K8: Because of the others’ interaction, you know? There’s interaction between the students and
the teacher.
I: What kind of interaction?
K8: Um, answering. Like, what basically happens if A asks a question...... we’ll be asked to
answer.
So, directly, we may not be answering, but we use the voting system.
I: You’ve got that contact to give a response back.
K8: Exactly.
I: So, that doesn’t happen in other lectures?
K8: No, it doesn’t. Very few. It’s only when a person raises an arm and asks a question is there
interaction between the student and the teacher.

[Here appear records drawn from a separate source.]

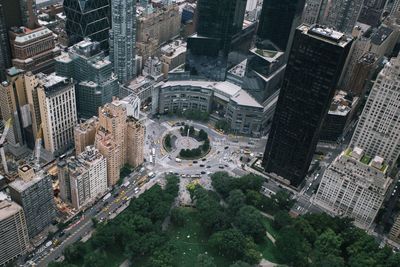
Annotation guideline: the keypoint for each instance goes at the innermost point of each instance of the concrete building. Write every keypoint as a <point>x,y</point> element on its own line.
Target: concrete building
<point>89,18</point>
<point>84,134</point>
<point>394,233</point>
<point>162,25</point>
<point>56,96</point>
<point>354,186</point>
<point>311,11</point>
<point>341,14</point>
<point>122,39</point>
<point>361,74</point>
<point>33,50</point>
<point>84,178</point>
<point>173,55</point>
<point>34,193</point>
<point>340,117</point>
<point>224,100</point>
<point>13,232</point>
<point>95,85</point>
<point>135,146</point>
<point>378,130</point>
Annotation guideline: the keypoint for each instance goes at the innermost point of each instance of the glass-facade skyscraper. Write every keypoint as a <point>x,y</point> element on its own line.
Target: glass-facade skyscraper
<point>276,23</point>
<point>313,70</point>
<point>88,18</point>
<point>122,39</point>
<point>207,51</point>
<point>92,71</point>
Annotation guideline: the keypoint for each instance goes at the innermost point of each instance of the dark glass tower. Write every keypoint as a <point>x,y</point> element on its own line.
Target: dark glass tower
<point>276,21</point>
<point>5,53</point>
<point>88,18</point>
<point>314,66</point>
<point>217,22</point>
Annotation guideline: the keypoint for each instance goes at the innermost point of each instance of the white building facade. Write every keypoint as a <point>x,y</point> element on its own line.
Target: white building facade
<point>354,186</point>
<point>378,130</point>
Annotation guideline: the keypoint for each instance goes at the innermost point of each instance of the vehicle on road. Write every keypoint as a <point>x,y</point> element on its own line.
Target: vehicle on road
<point>106,196</point>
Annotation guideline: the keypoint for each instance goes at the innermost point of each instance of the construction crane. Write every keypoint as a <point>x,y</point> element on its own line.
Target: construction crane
<point>38,146</point>
<point>2,140</point>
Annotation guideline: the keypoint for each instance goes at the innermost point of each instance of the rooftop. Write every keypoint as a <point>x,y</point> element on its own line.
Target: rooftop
<point>28,35</point>
<point>326,34</point>
<point>8,208</point>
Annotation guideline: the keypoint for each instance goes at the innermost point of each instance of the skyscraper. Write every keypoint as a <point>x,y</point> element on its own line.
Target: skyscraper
<point>378,130</point>
<point>88,18</point>
<point>87,64</point>
<point>56,97</point>
<point>122,39</point>
<point>342,14</point>
<point>276,21</point>
<point>207,51</point>
<point>315,63</point>
<point>5,53</point>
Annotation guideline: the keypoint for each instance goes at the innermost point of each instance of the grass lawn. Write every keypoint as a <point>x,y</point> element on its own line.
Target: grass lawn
<point>190,241</point>
<point>267,248</point>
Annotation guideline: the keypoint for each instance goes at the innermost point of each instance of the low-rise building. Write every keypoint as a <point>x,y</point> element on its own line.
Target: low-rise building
<point>223,100</point>
<point>354,186</point>
<point>34,193</point>
<point>13,232</point>
<point>83,178</point>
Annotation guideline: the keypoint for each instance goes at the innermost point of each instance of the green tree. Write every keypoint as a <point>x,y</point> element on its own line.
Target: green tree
<point>179,216</point>
<point>235,201</point>
<point>168,141</point>
<point>250,222</point>
<point>281,219</point>
<point>240,264</point>
<point>205,260</point>
<point>229,243</point>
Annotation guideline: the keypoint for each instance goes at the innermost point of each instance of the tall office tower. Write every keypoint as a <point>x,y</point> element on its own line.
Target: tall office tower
<point>5,53</point>
<point>56,96</point>
<point>371,12</point>
<point>13,105</point>
<point>394,233</point>
<point>157,28</point>
<point>13,232</point>
<point>276,23</point>
<point>83,178</point>
<point>311,12</point>
<point>112,151</point>
<point>33,50</point>
<point>34,192</point>
<point>208,49</point>
<point>315,63</point>
<point>136,135</point>
<point>354,186</point>
<point>122,39</point>
<point>342,14</point>
<point>88,18</point>
<point>119,137</point>
<point>95,85</point>
<point>361,74</point>
<point>378,130</point>
<point>84,134</point>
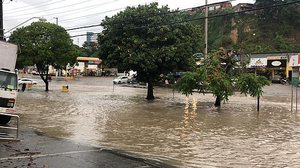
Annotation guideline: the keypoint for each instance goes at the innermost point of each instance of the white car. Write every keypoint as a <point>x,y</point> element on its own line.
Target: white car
<point>120,79</point>
<point>27,81</point>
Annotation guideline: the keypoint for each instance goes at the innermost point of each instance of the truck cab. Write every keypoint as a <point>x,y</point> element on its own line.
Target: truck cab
<point>8,94</point>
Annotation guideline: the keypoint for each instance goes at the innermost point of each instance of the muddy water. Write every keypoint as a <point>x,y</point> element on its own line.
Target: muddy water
<point>185,132</point>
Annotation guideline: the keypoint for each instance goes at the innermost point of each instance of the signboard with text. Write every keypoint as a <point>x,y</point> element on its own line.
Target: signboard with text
<point>294,60</point>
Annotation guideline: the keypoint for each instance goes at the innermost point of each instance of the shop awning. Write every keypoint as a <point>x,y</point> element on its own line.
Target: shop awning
<point>89,60</point>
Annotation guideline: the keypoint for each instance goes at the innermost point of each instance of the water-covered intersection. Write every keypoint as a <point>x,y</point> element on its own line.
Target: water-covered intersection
<point>180,131</point>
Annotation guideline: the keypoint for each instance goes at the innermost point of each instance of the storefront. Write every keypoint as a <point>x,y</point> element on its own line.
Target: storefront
<point>277,65</point>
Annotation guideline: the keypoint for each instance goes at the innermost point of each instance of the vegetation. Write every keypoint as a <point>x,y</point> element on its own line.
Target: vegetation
<point>144,40</point>
<point>43,44</point>
<point>221,75</point>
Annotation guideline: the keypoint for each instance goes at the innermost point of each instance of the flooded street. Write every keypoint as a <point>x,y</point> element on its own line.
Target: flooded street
<point>184,132</point>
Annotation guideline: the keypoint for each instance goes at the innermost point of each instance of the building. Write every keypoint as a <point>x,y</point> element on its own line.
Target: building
<point>271,64</point>
<point>243,7</point>
<point>88,66</point>
<point>91,37</point>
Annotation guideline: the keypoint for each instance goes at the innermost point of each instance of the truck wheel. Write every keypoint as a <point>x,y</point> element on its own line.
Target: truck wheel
<point>4,119</point>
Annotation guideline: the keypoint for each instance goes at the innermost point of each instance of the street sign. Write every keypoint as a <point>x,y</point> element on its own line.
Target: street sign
<point>294,61</point>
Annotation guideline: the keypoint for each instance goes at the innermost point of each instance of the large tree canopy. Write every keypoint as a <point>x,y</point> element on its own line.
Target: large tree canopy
<point>149,40</point>
<point>43,44</point>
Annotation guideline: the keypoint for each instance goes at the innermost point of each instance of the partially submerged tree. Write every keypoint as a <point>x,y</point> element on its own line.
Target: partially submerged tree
<point>43,44</point>
<point>221,75</point>
<point>147,40</point>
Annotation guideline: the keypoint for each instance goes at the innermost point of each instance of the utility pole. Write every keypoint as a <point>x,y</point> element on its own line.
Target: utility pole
<point>56,18</point>
<point>1,21</point>
<point>206,30</point>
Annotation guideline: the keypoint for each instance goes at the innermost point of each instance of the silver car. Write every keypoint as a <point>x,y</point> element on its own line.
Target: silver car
<point>120,79</point>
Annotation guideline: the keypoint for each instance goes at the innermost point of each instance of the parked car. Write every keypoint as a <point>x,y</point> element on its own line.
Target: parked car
<point>276,79</point>
<point>132,80</point>
<point>120,79</point>
<point>27,81</point>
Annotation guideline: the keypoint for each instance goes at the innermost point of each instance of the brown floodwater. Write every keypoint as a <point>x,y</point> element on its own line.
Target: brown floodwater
<point>184,132</point>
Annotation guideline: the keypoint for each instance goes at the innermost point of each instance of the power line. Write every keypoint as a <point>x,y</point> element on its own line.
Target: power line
<point>194,19</point>
<point>71,10</point>
<point>32,7</point>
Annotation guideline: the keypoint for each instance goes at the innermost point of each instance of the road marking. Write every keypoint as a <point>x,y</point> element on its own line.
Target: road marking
<point>47,155</point>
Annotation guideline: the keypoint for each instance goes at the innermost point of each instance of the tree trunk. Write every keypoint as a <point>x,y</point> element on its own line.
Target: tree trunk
<point>258,103</point>
<point>218,102</point>
<point>150,95</point>
<point>47,85</point>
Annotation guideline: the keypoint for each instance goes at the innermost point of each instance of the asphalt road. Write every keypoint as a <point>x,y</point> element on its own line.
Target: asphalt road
<point>38,151</point>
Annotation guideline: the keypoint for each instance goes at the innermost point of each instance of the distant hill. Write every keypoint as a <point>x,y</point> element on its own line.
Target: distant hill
<point>270,29</point>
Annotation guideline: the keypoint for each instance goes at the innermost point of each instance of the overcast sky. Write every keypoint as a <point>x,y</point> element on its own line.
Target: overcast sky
<point>75,13</point>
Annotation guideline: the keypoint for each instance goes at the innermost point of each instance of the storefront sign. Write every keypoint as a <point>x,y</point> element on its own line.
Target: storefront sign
<point>258,62</point>
<point>295,76</point>
<point>277,57</point>
<point>276,63</point>
<point>294,60</point>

K5 had also written on the pre-interview questionnaire, that one of the ways that EVS
had ‘helped’ was that it provided an avenue for ‘more interaction with the lecturer’. More
evidence for surface interactivity is not presented here because research evidence (e.g., Simpson
& Oliver, 2007) clearly indicates that this is the most common form of interactivity enabled by
the use of EVS.

Peer Interactivity

This is the interaction between students. Class observations show that this interaction
occurs when students compare their answers with their neighbours after voting, talk through a
problem with a classmate before voting, or in a limited sense, on the few occasions when the
instructor asks the students to discuss their answers with their neighbours.
The instructor would often encourage students to talk to their peers in order to challenge
one another about the rationale for the answer choices selected in response to an EVS question.
However, the instructor would typically only instigate this kind of discussion when the class
response indicated a lack of consensus e.g. a question in which only 50% of the class got it
right, as K9 describes in the excerpt below. It should be noted that in this particular class,
students often sat with their friends, and so peer interactivity in this context is contingent on
existing group dynamics. Students were more likely to chat with their friends knowing that
they would not be ridiculed or embarrassed if their knowledge of the mathematical topic under
discussion was below par:

K9: Whereas if it’s more sort of 50/50, then occasionally I’ll say ‘ok, who voted for this, who
voted for this and then talk amongst yourselves...... to sort of try and convince the other person
why it’s that one’. And then we’ll go over it so you know roughly why, even if the answer was
wrong from your part, then you’ll know why the other person thought that answer was right
or... So it’s quite, it’s quite good talking about it every now and then, ‘cause even if the answer’s
wrong, you know why someone would have voted for that.
…….I found it, mm, quite helpful because normally I sit with my friends, so even if my answer’s
wrong, it didn’t really matter.
….Um, I don’t think it would work so well if, you know, you’re split into groups or anything,
because I don’t, I know other people in my class, in my group are cleverer than me, so it’s not
always nice knowing that they’re always right and you’re always wrong.
But when you, when it’s with your friends, it, it’s quite nice to think ‘oh well, they voted for that
one for a reason’...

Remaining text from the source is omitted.